Upside-down tomato planters have become a staple in garden centers. They are sold as a space-saving garden device for apartment dwellers or those who are otherwise limited in space. The planters are hung in a sunny area, and the tomato plant grows from a hole in the bottom. Like most containers, an upside-down planter may not grow a plant that produces as many fruits as a garden-grown tomato, but the method is a viable alternative if a traditional bed isn't available. Instead of purchasing an expensive planter system, make your own.
Draw a 2-inch square in the center of the bottom of a 5-gallon bucket.

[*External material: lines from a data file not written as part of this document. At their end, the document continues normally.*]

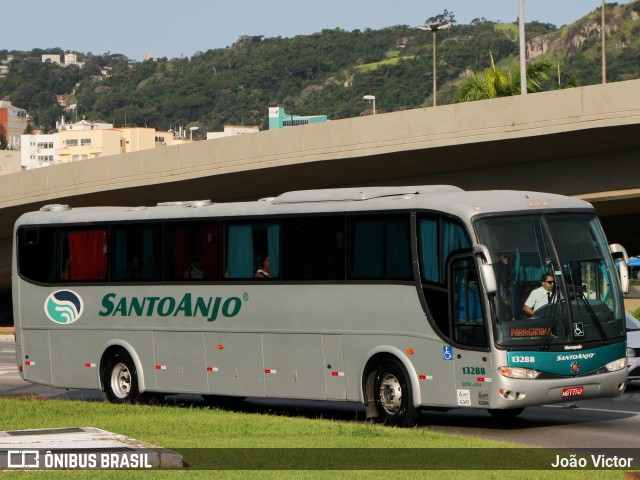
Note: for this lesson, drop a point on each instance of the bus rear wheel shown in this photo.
(120, 379)
(393, 396)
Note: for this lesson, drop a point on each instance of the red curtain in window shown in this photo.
(180, 253)
(88, 255)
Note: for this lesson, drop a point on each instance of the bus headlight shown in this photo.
(518, 372)
(617, 364)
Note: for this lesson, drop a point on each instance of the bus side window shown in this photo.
(247, 247)
(192, 251)
(437, 238)
(380, 248)
(83, 255)
(137, 253)
(37, 254)
(314, 248)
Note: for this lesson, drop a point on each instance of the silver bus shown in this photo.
(399, 298)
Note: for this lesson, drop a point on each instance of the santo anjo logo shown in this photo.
(63, 306)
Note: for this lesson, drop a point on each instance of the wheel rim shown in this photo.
(121, 380)
(390, 394)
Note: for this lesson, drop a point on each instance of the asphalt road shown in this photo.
(611, 423)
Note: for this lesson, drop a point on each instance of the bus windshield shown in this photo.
(557, 283)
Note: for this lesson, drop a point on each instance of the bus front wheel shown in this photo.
(120, 380)
(393, 396)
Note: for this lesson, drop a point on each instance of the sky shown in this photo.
(180, 29)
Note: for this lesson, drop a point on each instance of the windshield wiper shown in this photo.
(596, 321)
(553, 320)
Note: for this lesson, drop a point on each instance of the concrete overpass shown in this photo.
(583, 142)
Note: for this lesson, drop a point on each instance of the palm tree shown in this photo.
(494, 82)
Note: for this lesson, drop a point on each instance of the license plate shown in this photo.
(573, 392)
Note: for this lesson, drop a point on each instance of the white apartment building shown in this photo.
(39, 150)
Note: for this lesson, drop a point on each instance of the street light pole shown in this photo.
(434, 27)
(523, 50)
(604, 52)
(191, 130)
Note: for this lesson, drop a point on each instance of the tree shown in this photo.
(495, 82)
(444, 17)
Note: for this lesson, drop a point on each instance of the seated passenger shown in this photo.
(194, 271)
(541, 296)
(135, 269)
(264, 268)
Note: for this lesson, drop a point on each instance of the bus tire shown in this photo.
(393, 395)
(505, 414)
(222, 401)
(120, 380)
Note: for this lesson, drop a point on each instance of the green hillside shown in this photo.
(325, 73)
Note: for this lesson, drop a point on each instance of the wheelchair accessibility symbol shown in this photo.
(447, 352)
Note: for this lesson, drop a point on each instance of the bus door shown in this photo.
(468, 333)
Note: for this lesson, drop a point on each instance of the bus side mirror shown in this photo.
(487, 274)
(618, 252)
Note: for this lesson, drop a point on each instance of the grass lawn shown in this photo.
(183, 428)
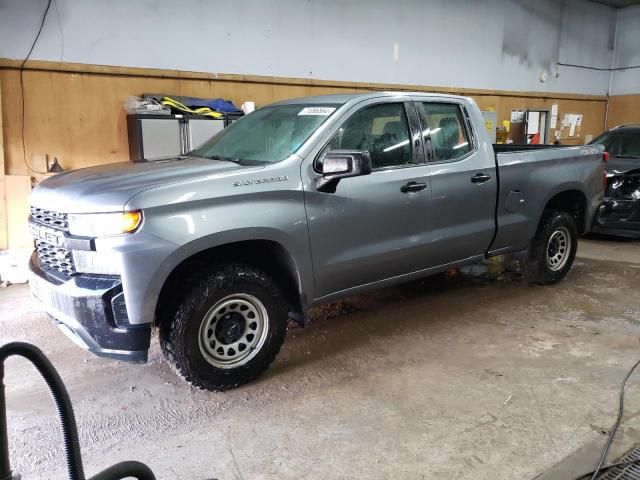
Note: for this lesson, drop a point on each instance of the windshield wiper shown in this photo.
(223, 159)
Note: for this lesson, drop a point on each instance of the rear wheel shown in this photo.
(553, 249)
(227, 329)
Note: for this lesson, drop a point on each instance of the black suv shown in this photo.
(619, 213)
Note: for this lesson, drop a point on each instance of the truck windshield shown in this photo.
(267, 135)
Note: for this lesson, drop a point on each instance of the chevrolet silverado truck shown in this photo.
(298, 203)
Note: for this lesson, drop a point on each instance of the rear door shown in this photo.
(463, 182)
(373, 227)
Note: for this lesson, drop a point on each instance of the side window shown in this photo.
(382, 130)
(449, 136)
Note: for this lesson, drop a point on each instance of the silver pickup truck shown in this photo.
(301, 202)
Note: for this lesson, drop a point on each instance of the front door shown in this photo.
(375, 226)
(463, 182)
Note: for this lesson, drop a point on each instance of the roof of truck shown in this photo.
(342, 98)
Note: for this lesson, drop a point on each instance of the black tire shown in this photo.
(547, 263)
(182, 330)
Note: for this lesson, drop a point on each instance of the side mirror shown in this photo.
(337, 164)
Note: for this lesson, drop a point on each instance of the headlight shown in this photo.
(104, 224)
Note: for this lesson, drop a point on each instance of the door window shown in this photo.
(449, 137)
(382, 130)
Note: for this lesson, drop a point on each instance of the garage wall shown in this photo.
(624, 106)
(499, 44)
(90, 54)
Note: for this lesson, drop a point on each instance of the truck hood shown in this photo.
(617, 166)
(108, 187)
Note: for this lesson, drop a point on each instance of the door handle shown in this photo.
(480, 178)
(413, 187)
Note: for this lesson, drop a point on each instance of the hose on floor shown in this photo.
(67, 419)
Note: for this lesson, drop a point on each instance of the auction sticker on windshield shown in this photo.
(321, 111)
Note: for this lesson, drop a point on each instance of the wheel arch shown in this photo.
(571, 199)
(266, 253)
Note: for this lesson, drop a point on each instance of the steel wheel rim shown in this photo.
(558, 249)
(233, 331)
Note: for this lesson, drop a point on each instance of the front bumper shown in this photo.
(90, 309)
(618, 217)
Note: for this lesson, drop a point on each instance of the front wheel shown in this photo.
(227, 329)
(553, 249)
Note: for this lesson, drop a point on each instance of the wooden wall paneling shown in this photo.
(79, 117)
(4, 242)
(623, 109)
(18, 188)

Cut the square out with a sharp utility knife, cutting away from yourself to avoid injury.
Cut a circle from landscaping fabric that is 3 to 4 inches larger in diameter than the bottom of the bucket. Line the inside of the bucket with the fabric and cut an X in the fabric over the square hole you cut out.
Prop a broomstick up on two tables, and hang the bucket handle over the broomstick. This elevates the bucket off the ground as you work.
Slide the roots of the tomato seedling through the hole in the bucket and landscaping fabric, from the outside in. Hold the roots in one hand as you scoop soil into the bucket with the other hand. Firm the soil lightly around the plant's roots to hold it in place.
Fill the bucket half full with soil, then water the soil until the excess moisture begins dripping out around the plant's stem. This collapses any air pockets in the soil. Finish filling the bucket with soil, then water a second time.
Place the lid on the bucket to help retain soil moisture. Hang the bucket by the handle in an area that receives at least six to eight hours of sun a day.